A wrap of stories from Africa.
Cape to Cairo to build a free TVET college in Pretoria
Volunteers from 7 countries are getting ready to journey from Cape Town to Cairo in 67 days to raise funds for a free college in Pretoria. The team will travel a total of 12 461 KM through 12 countries in the hopes of raising R3,6 million. The funds will build a free Technical and Vocational Education and Training college (TVET) in Ngobi Village Hammanskraal, outside Pretoria from 100% recycled material. Funds are being raised through the sale of marketing space on the 4X4 vehicles that will embark on the trip from July 18 to September 23. The public can also donate funds. The team will stop and volunteer in every country they pass through in honour of Nelson Mandela who would have been 100 years old this year, raising awareness on issues such as gender equality, education, food and recycling.

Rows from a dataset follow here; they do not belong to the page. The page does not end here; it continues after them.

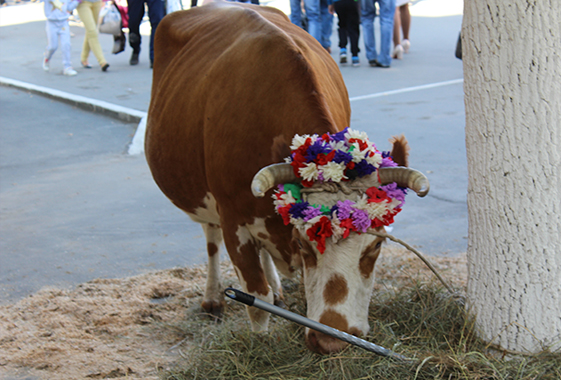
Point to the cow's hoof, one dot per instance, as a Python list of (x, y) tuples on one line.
[(213, 308)]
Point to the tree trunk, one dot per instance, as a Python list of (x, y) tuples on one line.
[(512, 84)]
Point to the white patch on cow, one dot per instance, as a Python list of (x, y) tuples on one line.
[(259, 318), (208, 213), (259, 233), (213, 290), (343, 259)]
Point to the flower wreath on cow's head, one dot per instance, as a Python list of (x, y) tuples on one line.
[(343, 156)]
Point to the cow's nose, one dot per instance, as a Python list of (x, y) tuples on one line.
[(323, 344)]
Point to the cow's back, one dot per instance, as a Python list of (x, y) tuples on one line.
[(228, 79)]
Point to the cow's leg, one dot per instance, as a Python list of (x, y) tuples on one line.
[(213, 302), (244, 253), (272, 277)]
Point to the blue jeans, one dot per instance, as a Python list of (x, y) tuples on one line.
[(368, 12), (312, 11), (326, 24), (156, 12)]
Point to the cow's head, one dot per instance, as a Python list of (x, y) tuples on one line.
[(334, 190)]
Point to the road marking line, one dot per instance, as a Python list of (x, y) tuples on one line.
[(407, 89), (89, 104)]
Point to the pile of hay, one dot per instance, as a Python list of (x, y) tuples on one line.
[(150, 327)]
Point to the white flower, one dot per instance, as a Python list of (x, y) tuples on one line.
[(285, 199), (333, 171), (375, 160), (309, 172), (358, 155), (354, 134), (336, 228), (298, 141), (376, 209), (338, 145)]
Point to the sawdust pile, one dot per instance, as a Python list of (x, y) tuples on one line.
[(112, 328)]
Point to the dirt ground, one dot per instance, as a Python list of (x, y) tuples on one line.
[(112, 328)]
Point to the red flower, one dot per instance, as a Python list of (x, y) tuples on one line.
[(323, 159), (376, 195), (361, 144), (319, 232), (347, 224), (283, 212)]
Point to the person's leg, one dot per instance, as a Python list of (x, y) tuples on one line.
[(314, 22), (368, 13), (136, 13), (353, 26), (156, 12), (326, 25), (65, 46), (387, 11), (342, 25), (405, 16), (296, 12), (396, 28), (405, 26), (52, 41), (89, 13), (84, 10)]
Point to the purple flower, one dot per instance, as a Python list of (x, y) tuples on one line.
[(340, 136), (298, 209), (344, 209), (364, 168), (318, 147), (311, 212), (361, 220), (341, 156), (396, 192), (387, 161)]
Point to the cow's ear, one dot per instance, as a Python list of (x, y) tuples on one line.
[(280, 149), (400, 150)]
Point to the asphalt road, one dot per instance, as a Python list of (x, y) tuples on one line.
[(75, 206)]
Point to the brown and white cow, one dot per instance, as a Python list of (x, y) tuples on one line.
[(232, 85)]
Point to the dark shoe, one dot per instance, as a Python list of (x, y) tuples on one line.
[(134, 59), (119, 43)]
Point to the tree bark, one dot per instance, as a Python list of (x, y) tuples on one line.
[(512, 85)]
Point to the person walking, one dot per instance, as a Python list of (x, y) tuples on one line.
[(88, 10), (368, 12), (57, 13), (313, 13), (156, 12), (349, 28), (401, 23)]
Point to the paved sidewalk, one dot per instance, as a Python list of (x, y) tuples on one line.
[(420, 96)]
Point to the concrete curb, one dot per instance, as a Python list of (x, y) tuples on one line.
[(93, 105)]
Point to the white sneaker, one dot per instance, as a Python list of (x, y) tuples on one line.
[(69, 71), (398, 52), (406, 45)]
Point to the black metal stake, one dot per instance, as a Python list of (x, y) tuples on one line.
[(250, 300)]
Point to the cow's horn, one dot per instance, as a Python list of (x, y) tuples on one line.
[(271, 175), (405, 177)]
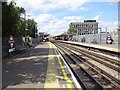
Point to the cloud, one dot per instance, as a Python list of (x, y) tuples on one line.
[(48, 5)]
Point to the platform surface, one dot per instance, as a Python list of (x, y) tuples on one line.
[(109, 47), (40, 67)]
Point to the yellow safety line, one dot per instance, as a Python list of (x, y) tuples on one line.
[(51, 81), (69, 82)]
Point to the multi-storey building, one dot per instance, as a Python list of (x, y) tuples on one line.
[(86, 27)]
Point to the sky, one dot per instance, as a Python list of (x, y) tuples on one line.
[(54, 16)]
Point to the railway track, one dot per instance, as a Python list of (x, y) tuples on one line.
[(92, 76)]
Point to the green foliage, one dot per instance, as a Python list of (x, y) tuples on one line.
[(72, 30), (13, 23)]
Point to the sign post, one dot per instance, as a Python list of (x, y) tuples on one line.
[(11, 43)]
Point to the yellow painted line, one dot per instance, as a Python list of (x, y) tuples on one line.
[(51, 81), (69, 82)]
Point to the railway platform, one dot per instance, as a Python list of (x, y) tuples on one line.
[(41, 67), (107, 47)]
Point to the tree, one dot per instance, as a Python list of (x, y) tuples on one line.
[(72, 30), (12, 24)]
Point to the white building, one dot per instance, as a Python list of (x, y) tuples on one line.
[(86, 27)]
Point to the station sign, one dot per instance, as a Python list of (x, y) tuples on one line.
[(109, 39), (11, 42)]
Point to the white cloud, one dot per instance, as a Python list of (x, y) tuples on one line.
[(47, 5)]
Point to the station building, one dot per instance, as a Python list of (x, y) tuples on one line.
[(86, 27)]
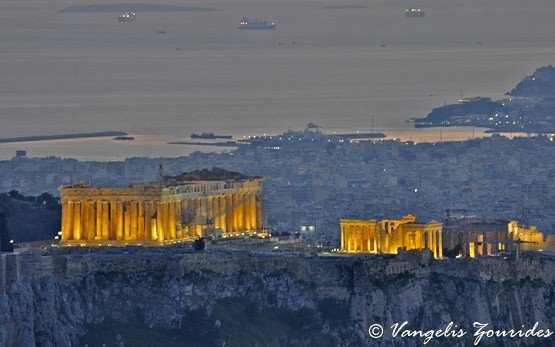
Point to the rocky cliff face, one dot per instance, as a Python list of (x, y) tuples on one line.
[(235, 299)]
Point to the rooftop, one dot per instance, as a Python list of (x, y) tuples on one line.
[(216, 174)]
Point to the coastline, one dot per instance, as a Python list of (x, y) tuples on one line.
[(106, 149)]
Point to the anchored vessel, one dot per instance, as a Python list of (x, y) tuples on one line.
[(415, 12), (256, 24), (210, 136), (127, 17)]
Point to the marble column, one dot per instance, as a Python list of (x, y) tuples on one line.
[(178, 223), (171, 219), (67, 226), (98, 229), (119, 221), (147, 221), (133, 229), (440, 246), (127, 221), (241, 212), (91, 227), (259, 221), (229, 213), (113, 220), (160, 221), (105, 221), (217, 213), (141, 221), (235, 203)]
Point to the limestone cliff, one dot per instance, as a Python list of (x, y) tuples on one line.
[(242, 298)]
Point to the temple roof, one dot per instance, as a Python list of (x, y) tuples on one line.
[(216, 174)]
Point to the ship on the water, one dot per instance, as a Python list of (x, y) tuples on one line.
[(124, 138), (126, 17), (247, 23), (415, 12), (210, 136)]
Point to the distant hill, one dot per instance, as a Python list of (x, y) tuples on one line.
[(540, 84), (108, 8), (530, 108)]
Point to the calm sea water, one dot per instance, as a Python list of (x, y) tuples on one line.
[(63, 73)]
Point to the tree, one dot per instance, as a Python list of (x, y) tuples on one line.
[(47, 199), (5, 244), (199, 244)]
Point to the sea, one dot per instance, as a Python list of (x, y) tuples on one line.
[(344, 65)]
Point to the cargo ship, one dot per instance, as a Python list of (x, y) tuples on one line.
[(124, 138), (126, 17), (210, 136), (415, 12), (256, 24)]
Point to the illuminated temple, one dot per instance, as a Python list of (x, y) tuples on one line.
[(178, 208), (388, 235)]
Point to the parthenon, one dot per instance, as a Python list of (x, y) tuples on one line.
[(177, 208), (388, 235)]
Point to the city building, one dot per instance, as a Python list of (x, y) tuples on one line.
[(184, 207), (389, 235)]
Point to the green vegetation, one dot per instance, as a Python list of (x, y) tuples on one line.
[(112, 333), (245, 324), (238, 322)]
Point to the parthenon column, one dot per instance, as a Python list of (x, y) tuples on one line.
[(119, 221), (440, 245), (91, 219), (252, 211), (216, 214), (342, 238), (105, 230), (178, 223), (67, 226), (127, 222), (113, 220), (160, 221), (259, 222), (241, 210), (98, 229), (222, 205), (433, 238), (77, 220), (235, 200), (171, 219), (147, 220), (141, 221), (134, 221), (229, 213)]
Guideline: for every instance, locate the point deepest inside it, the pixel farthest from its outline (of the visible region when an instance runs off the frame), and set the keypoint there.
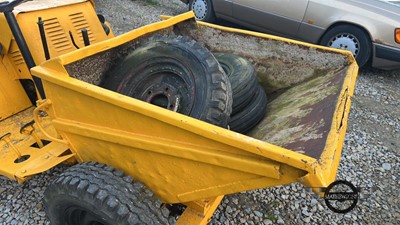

Official countdown has began 33 Days Left To Embark Africa • Traveling for education #southafrica #botswana #zimbabwe #zambia #mozambique #malawi #uganda #kenya #tanzania #zanzibar #ethiopia #egypt #africatravel #TouchMyBloodChallenge #DiegoCosta #BeingBonang #EliteFriday #Yali pic.twitter.com/652DUi1Q6g
— Cpt2Cai (@Cpt2Cai) June 15, 2018
– Check out the Cpt2Cai site for all the details. We will keep you updated on the full journey.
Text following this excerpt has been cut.